Di Kelurahan Cua Nam, terdapat dua sekolah menengah pertama dengan tradisi pengajaran dan pembelajaran yang unggul, serta prestasi yang luar biasa: Sekolah Menengah Pertama Ngo Si Lien dan Sekolah Menengah Pertama Trung Vuong. Komite Rakyat kelurahan, bersama dengan Dinas Kebudayaan dan Urusan Sosial, telah menerapkan banyak solusi komprehensif untuk mempertahankan dan meningkatkan kualitas pendidikan secara umum, serta hasil ujian masuk kelas 10 sekolah menengah atas secara khusus.
Pertama, pihak kelurahan secara teratur berkoordinasi erat dengan sekolah-sekolah untuk memantau prestasi akademik dan kesejahteraan psikologis siswa kelas 9. Setiap sekolah memiliki Ruang Konseling Sekolah dengan partisipasi dan kerja sama dari para ahli senior dari Institut Psikologi Pendidikan, yang secara teratur menerima siswa untuk berbagi masalah dalam studi dan kehidupan mereka.

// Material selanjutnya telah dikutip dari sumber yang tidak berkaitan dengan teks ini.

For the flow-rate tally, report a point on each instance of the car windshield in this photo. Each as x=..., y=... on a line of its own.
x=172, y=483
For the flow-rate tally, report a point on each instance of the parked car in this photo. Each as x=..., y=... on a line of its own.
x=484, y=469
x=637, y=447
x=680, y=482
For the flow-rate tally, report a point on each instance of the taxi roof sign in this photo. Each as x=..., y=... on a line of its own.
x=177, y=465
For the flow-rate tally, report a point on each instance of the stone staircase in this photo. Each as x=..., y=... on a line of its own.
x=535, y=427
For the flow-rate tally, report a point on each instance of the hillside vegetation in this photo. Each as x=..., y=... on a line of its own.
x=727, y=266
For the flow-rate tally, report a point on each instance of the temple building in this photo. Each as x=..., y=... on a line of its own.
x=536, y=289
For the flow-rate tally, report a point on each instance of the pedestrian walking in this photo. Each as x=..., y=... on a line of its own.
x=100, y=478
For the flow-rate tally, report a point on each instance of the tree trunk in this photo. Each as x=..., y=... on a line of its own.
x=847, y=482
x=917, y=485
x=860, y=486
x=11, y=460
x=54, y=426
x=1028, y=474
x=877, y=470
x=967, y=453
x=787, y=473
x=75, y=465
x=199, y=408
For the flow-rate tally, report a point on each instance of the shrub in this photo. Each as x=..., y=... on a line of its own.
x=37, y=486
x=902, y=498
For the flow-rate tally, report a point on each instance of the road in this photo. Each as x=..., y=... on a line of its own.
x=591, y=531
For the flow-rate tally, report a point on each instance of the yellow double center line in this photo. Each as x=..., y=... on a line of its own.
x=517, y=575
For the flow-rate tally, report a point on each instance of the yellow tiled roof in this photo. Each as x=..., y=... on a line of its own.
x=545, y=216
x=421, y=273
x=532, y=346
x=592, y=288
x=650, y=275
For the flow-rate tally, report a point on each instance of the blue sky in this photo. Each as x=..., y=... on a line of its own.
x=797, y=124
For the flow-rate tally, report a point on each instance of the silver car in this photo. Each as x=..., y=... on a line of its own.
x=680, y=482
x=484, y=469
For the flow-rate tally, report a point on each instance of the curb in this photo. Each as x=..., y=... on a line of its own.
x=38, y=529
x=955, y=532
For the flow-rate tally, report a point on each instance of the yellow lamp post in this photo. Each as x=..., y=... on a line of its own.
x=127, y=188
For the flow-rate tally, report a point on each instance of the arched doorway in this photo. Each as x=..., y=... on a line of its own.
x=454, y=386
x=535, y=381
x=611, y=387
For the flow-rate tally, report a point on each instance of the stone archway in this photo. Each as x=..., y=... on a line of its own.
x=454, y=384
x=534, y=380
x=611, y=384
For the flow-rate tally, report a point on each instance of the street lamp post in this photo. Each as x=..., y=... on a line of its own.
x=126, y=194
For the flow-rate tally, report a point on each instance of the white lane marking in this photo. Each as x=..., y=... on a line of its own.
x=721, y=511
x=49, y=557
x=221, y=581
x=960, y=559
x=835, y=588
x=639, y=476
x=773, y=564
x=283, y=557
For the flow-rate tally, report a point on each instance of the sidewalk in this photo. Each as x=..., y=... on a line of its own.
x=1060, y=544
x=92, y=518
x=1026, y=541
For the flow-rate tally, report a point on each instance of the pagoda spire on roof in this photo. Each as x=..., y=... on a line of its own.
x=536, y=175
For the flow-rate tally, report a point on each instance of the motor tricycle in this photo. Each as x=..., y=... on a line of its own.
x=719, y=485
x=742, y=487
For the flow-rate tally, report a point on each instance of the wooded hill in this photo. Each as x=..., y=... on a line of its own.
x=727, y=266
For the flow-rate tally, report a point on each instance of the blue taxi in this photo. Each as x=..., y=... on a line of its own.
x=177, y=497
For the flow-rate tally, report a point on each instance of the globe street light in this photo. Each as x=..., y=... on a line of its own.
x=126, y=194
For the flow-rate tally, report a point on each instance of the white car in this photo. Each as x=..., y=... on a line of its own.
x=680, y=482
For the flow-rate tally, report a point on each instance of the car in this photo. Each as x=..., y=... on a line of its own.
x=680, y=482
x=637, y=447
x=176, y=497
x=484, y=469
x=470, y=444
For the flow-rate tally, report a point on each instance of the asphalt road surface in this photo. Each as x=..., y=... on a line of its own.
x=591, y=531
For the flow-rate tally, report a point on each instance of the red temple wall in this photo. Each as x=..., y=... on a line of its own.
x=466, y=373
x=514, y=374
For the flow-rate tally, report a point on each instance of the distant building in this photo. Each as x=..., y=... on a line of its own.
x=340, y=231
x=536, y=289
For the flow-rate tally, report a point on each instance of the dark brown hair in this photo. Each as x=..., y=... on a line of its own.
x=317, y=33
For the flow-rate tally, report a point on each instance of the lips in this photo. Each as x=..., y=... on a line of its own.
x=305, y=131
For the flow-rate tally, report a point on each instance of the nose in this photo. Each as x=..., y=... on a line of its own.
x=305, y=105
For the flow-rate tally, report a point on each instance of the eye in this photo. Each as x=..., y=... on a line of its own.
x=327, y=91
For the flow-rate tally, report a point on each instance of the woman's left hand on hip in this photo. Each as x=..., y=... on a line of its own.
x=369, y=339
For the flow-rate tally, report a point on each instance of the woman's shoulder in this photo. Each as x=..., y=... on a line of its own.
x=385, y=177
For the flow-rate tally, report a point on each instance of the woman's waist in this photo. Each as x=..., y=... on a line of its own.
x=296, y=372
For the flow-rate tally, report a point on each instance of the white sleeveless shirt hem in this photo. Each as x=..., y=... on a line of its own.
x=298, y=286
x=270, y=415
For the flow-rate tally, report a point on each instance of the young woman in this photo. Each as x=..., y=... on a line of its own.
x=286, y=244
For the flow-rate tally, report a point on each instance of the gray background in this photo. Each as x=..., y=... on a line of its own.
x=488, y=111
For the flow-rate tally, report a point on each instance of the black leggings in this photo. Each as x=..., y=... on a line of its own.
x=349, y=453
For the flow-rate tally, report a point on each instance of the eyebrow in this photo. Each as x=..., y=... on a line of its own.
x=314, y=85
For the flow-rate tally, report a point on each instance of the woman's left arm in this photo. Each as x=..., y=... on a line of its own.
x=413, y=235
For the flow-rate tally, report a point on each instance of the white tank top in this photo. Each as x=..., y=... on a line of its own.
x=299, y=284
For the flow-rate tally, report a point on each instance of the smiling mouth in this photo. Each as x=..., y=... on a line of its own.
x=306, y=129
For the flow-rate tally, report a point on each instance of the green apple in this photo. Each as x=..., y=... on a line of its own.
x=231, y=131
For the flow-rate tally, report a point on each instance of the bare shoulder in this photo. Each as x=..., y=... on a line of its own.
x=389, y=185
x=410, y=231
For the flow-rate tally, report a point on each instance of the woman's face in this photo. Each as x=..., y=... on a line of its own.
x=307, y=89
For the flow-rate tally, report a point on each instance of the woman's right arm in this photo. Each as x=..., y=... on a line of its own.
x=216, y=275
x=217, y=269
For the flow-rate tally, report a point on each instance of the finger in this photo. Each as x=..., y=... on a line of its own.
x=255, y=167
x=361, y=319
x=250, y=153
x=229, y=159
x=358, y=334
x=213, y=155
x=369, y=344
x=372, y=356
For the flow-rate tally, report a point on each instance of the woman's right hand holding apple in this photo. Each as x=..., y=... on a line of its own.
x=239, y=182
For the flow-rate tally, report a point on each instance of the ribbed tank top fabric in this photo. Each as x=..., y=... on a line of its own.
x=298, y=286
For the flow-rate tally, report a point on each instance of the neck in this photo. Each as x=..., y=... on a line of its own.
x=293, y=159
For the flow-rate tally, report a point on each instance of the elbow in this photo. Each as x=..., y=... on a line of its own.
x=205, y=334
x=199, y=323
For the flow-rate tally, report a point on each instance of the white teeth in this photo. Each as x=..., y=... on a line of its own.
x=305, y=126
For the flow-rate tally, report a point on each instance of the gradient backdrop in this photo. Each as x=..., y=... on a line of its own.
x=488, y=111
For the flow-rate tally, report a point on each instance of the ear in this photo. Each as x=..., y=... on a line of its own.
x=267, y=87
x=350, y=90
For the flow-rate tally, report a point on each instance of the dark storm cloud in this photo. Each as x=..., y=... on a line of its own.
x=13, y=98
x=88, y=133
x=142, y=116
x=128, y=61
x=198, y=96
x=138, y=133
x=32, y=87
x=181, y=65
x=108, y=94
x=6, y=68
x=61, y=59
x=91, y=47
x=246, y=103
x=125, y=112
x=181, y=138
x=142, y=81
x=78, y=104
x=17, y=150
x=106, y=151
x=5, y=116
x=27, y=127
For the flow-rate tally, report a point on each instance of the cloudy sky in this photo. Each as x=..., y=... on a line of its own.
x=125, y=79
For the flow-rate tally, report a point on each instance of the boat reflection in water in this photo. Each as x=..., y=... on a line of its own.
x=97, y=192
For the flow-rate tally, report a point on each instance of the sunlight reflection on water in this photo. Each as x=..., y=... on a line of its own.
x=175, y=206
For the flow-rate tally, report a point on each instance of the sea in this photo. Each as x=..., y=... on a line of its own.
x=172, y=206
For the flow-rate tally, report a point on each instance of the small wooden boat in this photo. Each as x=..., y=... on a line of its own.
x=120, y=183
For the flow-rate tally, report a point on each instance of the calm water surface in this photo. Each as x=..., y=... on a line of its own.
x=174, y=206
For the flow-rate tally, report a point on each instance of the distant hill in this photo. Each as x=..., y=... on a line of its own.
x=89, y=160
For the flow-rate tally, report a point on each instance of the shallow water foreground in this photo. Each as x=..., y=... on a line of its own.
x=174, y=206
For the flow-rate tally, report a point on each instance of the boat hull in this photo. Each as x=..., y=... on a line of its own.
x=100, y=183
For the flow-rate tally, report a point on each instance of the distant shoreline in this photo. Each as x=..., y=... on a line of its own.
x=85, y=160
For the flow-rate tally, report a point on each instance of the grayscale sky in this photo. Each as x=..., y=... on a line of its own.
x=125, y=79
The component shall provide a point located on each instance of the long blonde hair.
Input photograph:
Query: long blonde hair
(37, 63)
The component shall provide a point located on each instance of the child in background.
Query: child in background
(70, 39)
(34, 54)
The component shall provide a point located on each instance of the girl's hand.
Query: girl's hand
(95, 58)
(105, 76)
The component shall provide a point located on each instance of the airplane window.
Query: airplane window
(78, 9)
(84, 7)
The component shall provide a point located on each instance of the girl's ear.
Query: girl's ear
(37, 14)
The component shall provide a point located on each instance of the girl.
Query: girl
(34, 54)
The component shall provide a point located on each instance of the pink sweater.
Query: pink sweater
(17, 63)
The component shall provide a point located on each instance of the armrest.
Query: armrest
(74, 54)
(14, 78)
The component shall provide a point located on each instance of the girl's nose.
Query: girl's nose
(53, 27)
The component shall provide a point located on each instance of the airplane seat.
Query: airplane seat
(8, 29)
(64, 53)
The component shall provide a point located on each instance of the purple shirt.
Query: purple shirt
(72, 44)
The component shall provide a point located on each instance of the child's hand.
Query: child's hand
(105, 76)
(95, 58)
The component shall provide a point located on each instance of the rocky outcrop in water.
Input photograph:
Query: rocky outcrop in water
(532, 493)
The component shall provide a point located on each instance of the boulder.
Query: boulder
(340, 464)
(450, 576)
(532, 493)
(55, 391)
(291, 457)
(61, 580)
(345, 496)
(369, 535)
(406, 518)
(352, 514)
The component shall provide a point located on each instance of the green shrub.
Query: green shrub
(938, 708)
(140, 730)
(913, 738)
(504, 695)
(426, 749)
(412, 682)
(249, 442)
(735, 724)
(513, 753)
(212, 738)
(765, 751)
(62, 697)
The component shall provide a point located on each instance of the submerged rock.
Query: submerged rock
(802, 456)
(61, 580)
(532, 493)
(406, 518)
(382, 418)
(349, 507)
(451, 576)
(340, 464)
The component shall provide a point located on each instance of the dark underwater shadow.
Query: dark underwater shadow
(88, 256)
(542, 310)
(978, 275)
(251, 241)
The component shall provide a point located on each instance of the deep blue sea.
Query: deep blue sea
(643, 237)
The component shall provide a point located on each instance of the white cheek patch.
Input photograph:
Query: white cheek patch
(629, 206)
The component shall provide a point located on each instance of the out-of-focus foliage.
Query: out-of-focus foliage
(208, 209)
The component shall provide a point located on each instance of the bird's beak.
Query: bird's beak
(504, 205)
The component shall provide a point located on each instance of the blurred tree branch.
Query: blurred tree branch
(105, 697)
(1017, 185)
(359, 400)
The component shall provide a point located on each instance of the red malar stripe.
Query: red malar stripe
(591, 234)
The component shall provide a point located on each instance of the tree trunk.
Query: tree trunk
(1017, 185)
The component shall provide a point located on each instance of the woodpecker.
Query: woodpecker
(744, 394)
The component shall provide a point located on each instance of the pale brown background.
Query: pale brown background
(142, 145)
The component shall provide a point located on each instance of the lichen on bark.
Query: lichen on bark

“Kami memberikan perhatian khusus pada penyediaan konseling dan bimbingan psikologis bagi siswa dan orang tua, membantu mereka mengurangi tekanan dan memasuki ujian penting dengan percaya diri. Selain itu, kelurahan ini memfasilitasi sekolah dalam menyelenggarakan sesi ulasan, kegiatan tematik, dan konseling tentang keterampilan belajar dan keterampilan manajemen waktu bagi siswa yang akan lulus,” jelas Ibu Trinh Ngoc Tram.